Pronunciamento do presidente Lula na cerimônia de lançamento do segundo Pacote pela Igualdade Racial
Deixa dizer para vocês que tudo isso que nós assinamos agora é como se a gente tivesse plantando uma árvore. Essa árvore, para dar certo, ela tem que ser semeada. Tem que colocar água, tem que ter sol, precisa ter adubo. E você sabe que o adubo, para uma política pública funcionar, são vocês.
Então, é muito importante. Eu estava cobrando do Incra (Instituto Nacional de Colonização e Reforma Agrária) ali uma coisa que me incomoda, porque em 2005 eu legalizei um território quilombola em Contagem, Minas Gerais. Passado 13 anos, eu voltei no quilombo e ainda não tinha sido dado a escritura definitiva para o quilombo.
Então, essas coisas, às vezes, demora. Às vezes tem empecilho. Às vezes tem vírgulas a mais, vírgulas a menos. Às vezes tem muita burocracia. Então, é o seguinte: essas coisas que nós assinamos aqui, para elas andarem, vocês não podem deixar de cobrar o funcionamento das coisas. Porque senão, daqui a pouco, alguém me encontra na rua e fala: “Ô presidente, o senhor assinou o decreto não sei das quantas lá, não aconteceu nada, presidente”. E pode ser verdade.
Então, por favor, o que nós fizemos aqui hoje é o pagamento de uma dívida histórica que a supremacia branca construiu nesse país desde que esse país foi descoberto. E que nós queremos apenas recompor aquilo que é a realidade de uma sociedade democrática. Nós não somos diferentes pela pele, pelo cabelo, pela roupa, porque nós somos irmãos. Viemos do mesmo pai, moramos no mesmo planeta e temos o sangue da mesma cor. Então, tudo que a gente está fazendo é a tentativa de recompor coisas que foram destruídas e recolocar no lugar coisas que foram tiradas.
Vocês não têm noção como é que nós encontramos esse país. Vocês estão vendo o furacão no Rio Grande do Sul, enchendo d'água, vocês estão vendo Santa Catarina, mas aqui teve um furacão. Para destruir tudo que é política de inclusão social que a gente se matou para fazer em 13 anos, se destruiu em um dia. É como Faixa de Gaza. Vocês estão vendo aqueles prédios que são destruídos, levaram décadas para ser construídos, mas um foguete destrói aquilo em um segundo.

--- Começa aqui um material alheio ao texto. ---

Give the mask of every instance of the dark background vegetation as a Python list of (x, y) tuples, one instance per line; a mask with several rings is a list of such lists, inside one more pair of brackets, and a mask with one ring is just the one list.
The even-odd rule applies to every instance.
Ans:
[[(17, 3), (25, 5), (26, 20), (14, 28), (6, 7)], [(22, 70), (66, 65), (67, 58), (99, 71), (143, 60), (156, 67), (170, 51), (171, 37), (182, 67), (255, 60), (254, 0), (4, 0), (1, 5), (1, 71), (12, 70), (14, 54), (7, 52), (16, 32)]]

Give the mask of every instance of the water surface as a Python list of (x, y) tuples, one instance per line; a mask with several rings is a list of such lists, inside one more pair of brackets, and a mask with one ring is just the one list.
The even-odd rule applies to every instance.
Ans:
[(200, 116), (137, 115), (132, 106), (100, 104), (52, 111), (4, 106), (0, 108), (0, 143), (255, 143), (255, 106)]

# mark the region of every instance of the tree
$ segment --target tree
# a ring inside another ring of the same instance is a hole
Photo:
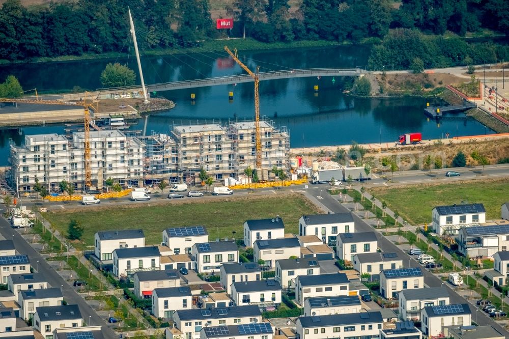
[[[134,84],[136,74],[127,65],[111,63],[101,73],[101,83],[105,87],[124,87]]]
[[[83,231],[84,229],[79,221],[71,219],[71,222],[69,223],[67,237],[70,240],[79,240],[83,235]]]
[[[465,154],[461,151],[458,151],[453,159],[453,162],[451,163],[451,167],[465,167],[467,164],[467,161],[465,158]]]

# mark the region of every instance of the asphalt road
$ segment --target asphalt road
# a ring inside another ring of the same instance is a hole
[[[63,286],[62,289],[64,300],[68,304],[77,304],[78,305],[81,312],[81,316],[87,323],[89,323],[89,317],[91,317],[90,318],[91,324],[102,325],[101,332],[105,339],[115,339],[117,337],[115,332],[106,326],[104,319],[98,316],[77,292],[69,286],[56,271],[51,268],[46,260],[32,248],[17,232],[11,227],[9,221],[1,217],[0,217],[0,233],[2,233],[6,239],[13,240],[16,249],[18,252],[28,256],[32,267],[35,270],[38,269],[39,272],[44,274],[52,287]],[[39,263],[37,263],[38,261]]]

E aqui se destruiu políticas públicas que nós estamos tentando reconstruir. Eu digo que esse ano foi o ano da reconstrução, de colocar a casa em pé. Ainda, muitos dos meus ministérios, Benedita (da Silva, deputada federal), não têm a quantidade de funcionários hoje que tinha no tempo que eu fui presidente, entre 2013 e 2010. E é preciso recompor para que a sociedade brasileira tenha competência para ajudar a fiscalizar aquilo que nós fazemos.

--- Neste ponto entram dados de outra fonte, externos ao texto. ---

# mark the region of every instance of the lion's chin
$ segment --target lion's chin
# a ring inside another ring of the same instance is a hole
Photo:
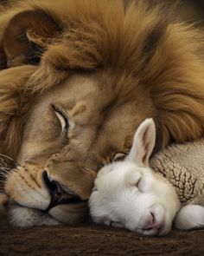
[[[12,226],[29,227],[42,225],[74,225],[85,220],[87,206],[86,202],[78,204],[61,204],[48,212],[29,208],[15,204],[10,206],[9,216]]]

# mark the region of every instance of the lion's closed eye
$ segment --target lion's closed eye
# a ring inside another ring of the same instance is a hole
[[[52,108],[61,126],[61,142],[62,144],[68,143],[67,132],[69,130],[70,123],[66,112],[56,105],[52,105]]]

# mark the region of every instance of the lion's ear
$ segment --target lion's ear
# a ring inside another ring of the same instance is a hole
[[[40,10],[25,10],[10,21],[3,36],[7,66],[36,64],[52,38],[61,32],[57,23]]]

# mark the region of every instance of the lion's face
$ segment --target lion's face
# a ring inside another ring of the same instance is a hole
[[[136,102],[126,102],[111,82],[110,74],[75,75],[33,104],[17,157],[20,166],[5,184],[18,209],[19,205],[38,209],[41,216],[49,213],[63,223],[84,219],[97,171],[124,157],[136,127],[153,115],[150,100],[143,109],[142,93]],[[11,213],[14,224],[24,226],[16,206]]]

Dito isso, eu chamei a Benedita da Silva aqui, gente, porque não tem sentido nesse dia 20 que a gente tá homenageando, sabe, os negros desse país, que são responsáveis pela construção do nosso país. Os negros desse país que são vítimas de tanta violência, mas que tem tanta gente extraordinária, que nos ensinou a ser como nós somos, da cor que nós somos, do jeito que nós gostamos de música, de samba, de futebol.

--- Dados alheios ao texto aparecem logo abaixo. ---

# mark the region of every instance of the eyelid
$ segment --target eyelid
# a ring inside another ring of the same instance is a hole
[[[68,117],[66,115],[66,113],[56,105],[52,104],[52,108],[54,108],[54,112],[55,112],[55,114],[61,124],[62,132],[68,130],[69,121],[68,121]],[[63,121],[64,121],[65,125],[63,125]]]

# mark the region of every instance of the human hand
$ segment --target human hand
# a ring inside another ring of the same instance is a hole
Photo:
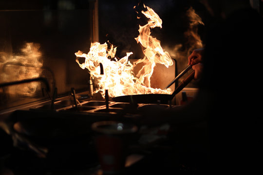
[[[192,53],[188,57],[188,65],[194,65],[201,63],[203,61],[204,51],[204,48],[194,50]]]
[[[198,79],[201,77],[203,67],[204,66],[202,63],[198,63],[192,66],[192,69],[195,70],[194,78],[195,80]]]

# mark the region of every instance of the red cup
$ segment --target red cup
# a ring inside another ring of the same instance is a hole
[[[92,128],[98,134],[95,138],[95,144],[103,174],[123,173],[127,141],[137,127],[121,122],[102,121],[93,123]]]

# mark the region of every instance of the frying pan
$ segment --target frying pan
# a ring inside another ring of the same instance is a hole
[[[189,66],[188,66],[185,70],[184,73],[180,73],[181,76],[183,76],[187,71],[189,70]],[[185,71],[187,69],[187,71]],[[172,82],[175,82],[178,76],[176,77]],[[123,103],[142,103],[142,104],[157,104],[161,103],[163,104],[168,104],[169,101],[171,101],[178,92],[179,92],[184,88],[185,88],[190,82],[193,79],[194,77],[194,70],[185,78],[178,85],[178,86],[174,89],[174,91],[172,94],[136,94],[136,95],[129,95],[118,96],[112,98],[112,100],[116,102]],[[171,86],[172,82],[169,84]],[[166,88],[167,88],[167,87]]]

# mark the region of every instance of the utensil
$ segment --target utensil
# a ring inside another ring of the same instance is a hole
[[[178,80],[180,78],[182,77],[182,76],[184,75],[186,72],[187,72],[188,70],[189,70],[191,68],[192,68],[192,65],[188,66],[186,68],[185,68],[184,70],[183,70],[181,73],[180,73],[178,75],[177,75],[175,78],[174,78],[174,79],[171,82],[170,82],[170,83],[169,83],[166,87],[165,88],[164,90],[167,89],[168,88],[172,85],[172,84],[174,84],[174,82]]]

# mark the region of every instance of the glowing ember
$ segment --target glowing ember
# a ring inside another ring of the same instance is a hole
[[[96,77],[99,89],[94,92],[100,91],[103,96],[105,89],[109,90],[109,95],[115,97],[126,95],[148,93],[171,94],[172,90],[163,91],[161,89],[150,88],[150,78],[156,63],[165,65],[167,67],[173,64],[172,59],[167,52],[163,51],[160,42],[150,35],[150,28],[162,27],[162,20],[154,11],[144,6],[147,11],[142,13],[149,18],[148,23],[139,29],[139,36],[135,38],[137,42],[144,48],[144,58],[138,60],[132,65],[128,60],[132,52],[127,52],[126,56],[120,59],[115,56],[116,47],[105,43],[100,44],[95,42],[91,44],[88,54],[80,51],[75,53],[76,61],[83,69],[88,69],[91,76]],[[114,58],[111,61],[108,58]],[[80,64],[79,57],[85,58],[85,62]],[[144,64],[138,73],[135,76],[133,68],[136,65],[143,62]],[[104,74],[100,74],[99,63],[104,67]]]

Eu não poderia fazer um discurso aqui que já estava escrito, que foi comido parte por quem já falou na minha frente. Eu estava pensando ali com o Alckmin (vice-presidente da República): eu viajo daqui pra Índia para falar, Benedita, eu só tenho três minutos de discurso. Eu viajo daqui pra Alemanha para falar, eu só tenho três minutos para falar. Eu, o Biden (presidente dos Estados Unidos) e qualquer presidente.
Aqui não, aqui as pessoas falam o tempo que quer, o tempo que pode, sabe? Então, eu acho, eu acho que um jeito de homenagear o dia de hoje é colocar uma pessoa que eu tenho um profundo, mas um profundo amor, respeito, carinho. Uma figura que nasceu na política junto comigo, ajudou a construir esse partido, já foi vítima de dezenas de maldades pregadas por esse país. Uma mulher que eu conheci na favela, que morou muito tempo, criou os seus filhos, seus netos. Uma mulher que ainda hoje continua intacta aqui, mais bela do que quando tinha 40 anos de idade. Eu queria que a Benedita da Silva falasse em homenagem ao dia 20, em lugar do presidente da República. Benedita, a palavra é sua.